A pesar de que estuviera en ese estado frenético y efímero, podía sentir la distensión de sus músculos, el correr de su propia sangre en esas venas ajenas, sintiendo como en cada paso que daba se presentaba la inmensidad del todo y de la nada. La muerte y la vida, la creencia del permanente bienestar y la depresión eterna, las luces parpadeando en un azar sincronizado y la inmensa oscuridad del espacio. Todo llevaba, de alguna manera u otra al fin y al inicio, a lo mismo.
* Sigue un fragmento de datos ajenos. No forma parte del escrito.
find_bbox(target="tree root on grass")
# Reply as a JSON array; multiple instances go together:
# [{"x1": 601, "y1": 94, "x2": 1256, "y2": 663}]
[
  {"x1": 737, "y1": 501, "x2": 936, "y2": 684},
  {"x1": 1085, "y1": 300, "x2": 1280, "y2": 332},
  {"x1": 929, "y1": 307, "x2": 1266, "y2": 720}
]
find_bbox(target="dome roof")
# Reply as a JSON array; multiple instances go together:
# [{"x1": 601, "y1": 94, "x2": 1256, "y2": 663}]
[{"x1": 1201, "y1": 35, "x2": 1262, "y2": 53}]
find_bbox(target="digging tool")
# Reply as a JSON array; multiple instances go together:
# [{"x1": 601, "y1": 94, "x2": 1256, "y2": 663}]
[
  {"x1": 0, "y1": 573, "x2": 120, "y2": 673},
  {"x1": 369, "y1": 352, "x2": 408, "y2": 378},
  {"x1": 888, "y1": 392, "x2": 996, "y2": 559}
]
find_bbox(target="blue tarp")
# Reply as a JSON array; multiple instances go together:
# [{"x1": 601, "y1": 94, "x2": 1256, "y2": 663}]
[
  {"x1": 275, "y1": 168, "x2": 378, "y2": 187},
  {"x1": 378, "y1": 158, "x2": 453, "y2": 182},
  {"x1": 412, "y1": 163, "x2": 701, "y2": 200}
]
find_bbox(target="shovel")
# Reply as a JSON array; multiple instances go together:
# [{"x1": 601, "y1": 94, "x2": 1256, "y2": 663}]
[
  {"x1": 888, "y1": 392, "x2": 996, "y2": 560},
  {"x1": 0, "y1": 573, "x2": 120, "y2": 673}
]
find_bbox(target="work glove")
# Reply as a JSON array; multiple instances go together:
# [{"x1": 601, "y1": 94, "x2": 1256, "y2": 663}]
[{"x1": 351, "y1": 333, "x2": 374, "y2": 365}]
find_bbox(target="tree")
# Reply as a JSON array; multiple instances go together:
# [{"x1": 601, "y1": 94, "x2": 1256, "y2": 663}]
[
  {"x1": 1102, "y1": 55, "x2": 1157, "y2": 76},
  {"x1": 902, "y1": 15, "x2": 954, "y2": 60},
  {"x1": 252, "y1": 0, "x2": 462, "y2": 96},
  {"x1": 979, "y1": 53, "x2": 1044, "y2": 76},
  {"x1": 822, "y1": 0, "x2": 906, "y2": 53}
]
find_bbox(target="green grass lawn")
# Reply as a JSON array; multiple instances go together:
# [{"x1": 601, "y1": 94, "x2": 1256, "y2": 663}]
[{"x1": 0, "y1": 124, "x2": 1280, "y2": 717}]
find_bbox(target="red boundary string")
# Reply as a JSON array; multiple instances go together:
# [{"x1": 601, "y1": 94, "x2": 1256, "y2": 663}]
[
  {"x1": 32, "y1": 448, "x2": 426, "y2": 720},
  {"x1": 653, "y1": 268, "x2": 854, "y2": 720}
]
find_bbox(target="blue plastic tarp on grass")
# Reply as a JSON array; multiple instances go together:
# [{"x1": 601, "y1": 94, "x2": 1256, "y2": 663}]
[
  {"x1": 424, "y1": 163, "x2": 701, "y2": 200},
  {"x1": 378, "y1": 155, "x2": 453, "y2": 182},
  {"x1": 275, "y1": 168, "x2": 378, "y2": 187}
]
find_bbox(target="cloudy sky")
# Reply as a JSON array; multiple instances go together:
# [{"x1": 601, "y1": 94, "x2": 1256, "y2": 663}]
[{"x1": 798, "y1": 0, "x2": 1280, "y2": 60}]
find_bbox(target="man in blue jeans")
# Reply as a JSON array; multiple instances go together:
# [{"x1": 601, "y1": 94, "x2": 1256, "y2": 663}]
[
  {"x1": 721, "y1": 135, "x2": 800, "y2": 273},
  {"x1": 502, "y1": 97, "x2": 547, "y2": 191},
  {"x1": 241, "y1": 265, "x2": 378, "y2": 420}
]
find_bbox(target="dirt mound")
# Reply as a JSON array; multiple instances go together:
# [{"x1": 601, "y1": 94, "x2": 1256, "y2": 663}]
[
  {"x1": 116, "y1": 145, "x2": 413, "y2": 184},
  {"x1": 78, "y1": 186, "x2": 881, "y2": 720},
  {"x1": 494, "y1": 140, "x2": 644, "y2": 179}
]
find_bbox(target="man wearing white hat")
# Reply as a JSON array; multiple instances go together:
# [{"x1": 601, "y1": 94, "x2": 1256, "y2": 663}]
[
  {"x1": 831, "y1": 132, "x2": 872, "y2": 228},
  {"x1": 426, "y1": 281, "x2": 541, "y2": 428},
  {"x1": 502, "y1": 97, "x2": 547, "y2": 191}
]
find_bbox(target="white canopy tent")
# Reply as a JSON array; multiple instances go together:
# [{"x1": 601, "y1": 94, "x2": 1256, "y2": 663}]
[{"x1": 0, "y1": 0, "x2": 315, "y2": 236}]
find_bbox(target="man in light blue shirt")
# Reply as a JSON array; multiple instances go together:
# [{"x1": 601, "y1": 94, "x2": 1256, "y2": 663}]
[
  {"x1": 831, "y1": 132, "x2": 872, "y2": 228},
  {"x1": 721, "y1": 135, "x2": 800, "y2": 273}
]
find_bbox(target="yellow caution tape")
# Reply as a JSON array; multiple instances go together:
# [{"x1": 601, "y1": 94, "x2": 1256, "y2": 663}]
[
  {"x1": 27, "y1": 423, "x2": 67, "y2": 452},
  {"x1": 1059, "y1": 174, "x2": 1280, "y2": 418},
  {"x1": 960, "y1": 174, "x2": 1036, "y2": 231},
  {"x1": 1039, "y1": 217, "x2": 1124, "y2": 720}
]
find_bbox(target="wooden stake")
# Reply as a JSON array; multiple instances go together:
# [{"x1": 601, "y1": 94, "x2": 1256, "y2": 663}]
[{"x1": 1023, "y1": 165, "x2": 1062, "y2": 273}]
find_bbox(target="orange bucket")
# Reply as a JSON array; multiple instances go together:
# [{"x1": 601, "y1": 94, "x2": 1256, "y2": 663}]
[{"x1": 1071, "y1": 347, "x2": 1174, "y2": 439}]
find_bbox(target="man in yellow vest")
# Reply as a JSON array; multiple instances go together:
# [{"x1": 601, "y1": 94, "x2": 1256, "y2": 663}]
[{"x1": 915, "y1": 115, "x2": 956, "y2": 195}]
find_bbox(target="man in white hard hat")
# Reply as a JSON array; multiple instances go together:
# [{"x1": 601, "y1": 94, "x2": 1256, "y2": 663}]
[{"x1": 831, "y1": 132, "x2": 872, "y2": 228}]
La esencia de la calle por la que le costaba caminar parecía hablarle al oído, susurrándole suavemente el nombre de cada callejón con el que se topaba. Entonces, giraba la cabeza para encontrarse con distintas fases, recorridos, puertas, finales e inicios. Pero había discontinuación entre su cabeza y su cuerpo: mientras una solo no podía distinguir la dirección de sus pasos, ni la altura de aquello que la rodeaba, la otra iba desvistiendo la cara nocturna de la ciudad, develando las entrañas de todo lo que transitaba en ella. En un solo parpadeo, cada persona que pasaba por allí quien sabe porqué motivo parecía transformarse en un cúmulo de colores, de emociones, de canciones. El cemento ya no era nada más que un extraño y frío río lleno del agua más azul que jamás había apreciado en su corta pero extraña existencia. El azul más engañoso, más profundo, peligroso y atractivo, en la combinación más inusual de verde y cian.
Y aunque su visión fallara, ese paraíso nuevo que se le presentaba no la espantaba, sino que la llamaba a nacer para morir en él, compartiéndole todo lo que sabía pero que a nadie importaba. Y sin embargo, su sonrisa era confusa, una especie de saludo y despedida difusa entre ella y sus propias alucinaciones... Nada duraba más de lo que únicamente se le estaba asignado a rozar en la existencia.